The book in which Ivan now develops these themes will probably arouse just as many objections as the film did. His description of what it is like to suffer Parkinson’s disease is unarguably idiosyncratic and no doubt fellow sufferers will claim that their experience does not square with his. And neurologists will probably take exception to Ivan’s unremittingly combative attitude to the treatment that is now on offer. All the same, this controversial narrative provides an indispensable supplement to the ‘official’ history of Parkinson’s disease. As Carlo Ginzburg says in the introduction to The Cheese and the Worms (1976), historians who might once have been ‘accused of wanting to know only about “the great deeds of kings” [are now] turning toward what their predecessors passed over in silence, discarded, or simply ignored’ – namely, the personal experience of anonymous people whose lives are often omitted from official descriptions of a particular period.92 Apart from the fact that Ivan’s account has an undeniable value for its intelligence and for its inquisitive curiosity, and because extended subjective descriptions of this disease are so rare, its heretical tone of voice is just one of the things that future historians will find intriguing.

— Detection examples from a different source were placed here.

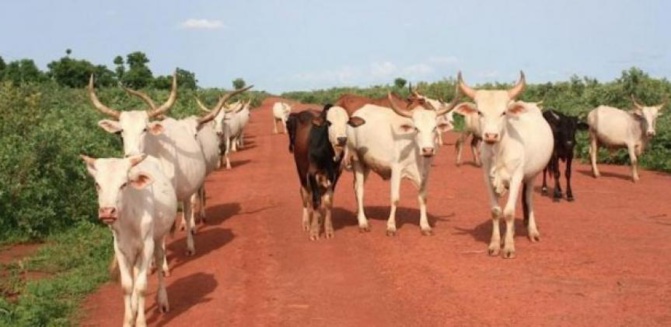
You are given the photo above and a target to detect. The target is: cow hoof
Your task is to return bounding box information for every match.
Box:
[503,249,515,259]
[487,244,501,257]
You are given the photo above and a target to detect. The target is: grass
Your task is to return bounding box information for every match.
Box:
[0,222,112,327]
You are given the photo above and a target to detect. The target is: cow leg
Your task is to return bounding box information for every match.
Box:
[322,189,335,239]
[522,179,541,242]
[454,132,468,166]
[551,157,563,202]
[154,241,170,313]
[114,241,135,327]
[482,155,501,256]
[417,173,433,236]
[133,237,154,326]
[301,186,312,232]
[182,200,196,256]
[589,130,601,178]
[564,154,574,201]
[387,166,401,236]
[503,174,522,259]
[352,160,370,232]
[471,134,482,167]
[627,145,639,183]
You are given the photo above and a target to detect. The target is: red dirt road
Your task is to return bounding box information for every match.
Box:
[81,101,671,327]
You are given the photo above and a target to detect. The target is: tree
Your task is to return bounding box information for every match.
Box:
[233,77,247,90]
[394,77,408,89]
[121,51,154,89]
[114,56,126,81]
[4,59,46,85]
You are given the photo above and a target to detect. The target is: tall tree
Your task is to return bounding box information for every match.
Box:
[122,51,154,89]
[233,77,247,90]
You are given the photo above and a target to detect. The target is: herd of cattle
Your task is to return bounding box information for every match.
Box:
[82,73,665,326]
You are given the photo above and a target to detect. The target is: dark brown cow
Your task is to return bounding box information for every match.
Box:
[286,105,363,240]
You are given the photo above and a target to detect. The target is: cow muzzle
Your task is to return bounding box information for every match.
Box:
[336,136,347,146]
[422,148,435,158]
[482,133,499,144]
[98,207,119,225]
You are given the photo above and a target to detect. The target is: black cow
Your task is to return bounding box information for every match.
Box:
[286,105,364,240]
[542,109,588,201]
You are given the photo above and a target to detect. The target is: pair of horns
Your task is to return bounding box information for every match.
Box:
[88,71,177,119]
[457,71,526,99]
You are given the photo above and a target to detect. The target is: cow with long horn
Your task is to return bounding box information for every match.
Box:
[587,94,668,182]
[88,72,218,262]
[454,72,554,258]
[347,86,457,236]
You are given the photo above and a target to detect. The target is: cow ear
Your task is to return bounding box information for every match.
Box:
[396,122,415,134]
[576,121,589,131]
[312,117,324,127]
[452,102,478,116]
[130,172,154,190]
[98,119,121,134]
[148,121,164,135]
[508,101,527,116]
[347,117,366,127]
[436,122,454,133]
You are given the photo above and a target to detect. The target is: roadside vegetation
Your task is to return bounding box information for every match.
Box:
[0,51,671,326]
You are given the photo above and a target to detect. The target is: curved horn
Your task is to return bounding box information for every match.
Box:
[196,97,224,125]
[147,70,177,118]
[436,85,461,116]
[123,87,156,110]
[387,92,412,118]
[457,71,476,99]
[631,94,645,109]
[88,74,121,120]
[508,70,527,99]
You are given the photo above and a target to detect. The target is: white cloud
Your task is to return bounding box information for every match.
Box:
[429,56,459,65]
[370,61,398,78]
[179,18,224,30]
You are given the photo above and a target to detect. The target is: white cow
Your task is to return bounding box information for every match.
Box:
[273,101,291,134]
[455,72,554,258]
[88,74,205,255]
[347,94,457,236]
[198,85,254,169]
[81,154,177,326]
[587,95,666,182]
[452,108,482,167]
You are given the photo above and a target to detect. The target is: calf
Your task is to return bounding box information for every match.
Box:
[587,95,667,182]
[455,73,554,258]
[81,154,177,326]
[286,105,362,240]
[273,101,291,134]
[541,109,587,201]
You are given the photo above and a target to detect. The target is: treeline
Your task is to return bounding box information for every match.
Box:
[0,49,198,90]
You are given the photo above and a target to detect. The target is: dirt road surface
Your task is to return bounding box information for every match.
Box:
[81,100,671,327]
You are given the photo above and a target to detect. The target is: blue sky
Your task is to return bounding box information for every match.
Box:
[0,0,671,93]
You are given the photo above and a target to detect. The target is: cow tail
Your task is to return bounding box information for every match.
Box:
[285,113,298,153]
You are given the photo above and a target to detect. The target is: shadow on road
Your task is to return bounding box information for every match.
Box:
[147,272,217,326]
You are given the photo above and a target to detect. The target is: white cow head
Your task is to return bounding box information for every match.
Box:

The amateur theologian rediscovered by Ginzburg represents the voice of an ordinary person who finds himself in conflict with the official dogmas of the Catholic Church and is prepared to risk and lose his life in the effort to reconcile his own beliefs with the teachings of the Vatican. By retrieving this story Ginzburg has amplified and enriched our picture of moral and intellectual life at the end of the sixteenth century. I’m convinced that the future will recognize Ivan’s contribution in the same light and that his argumentative heresies, which could so easily have been passed over in silence, will eventually be seen as a valuable document in the history of medicine.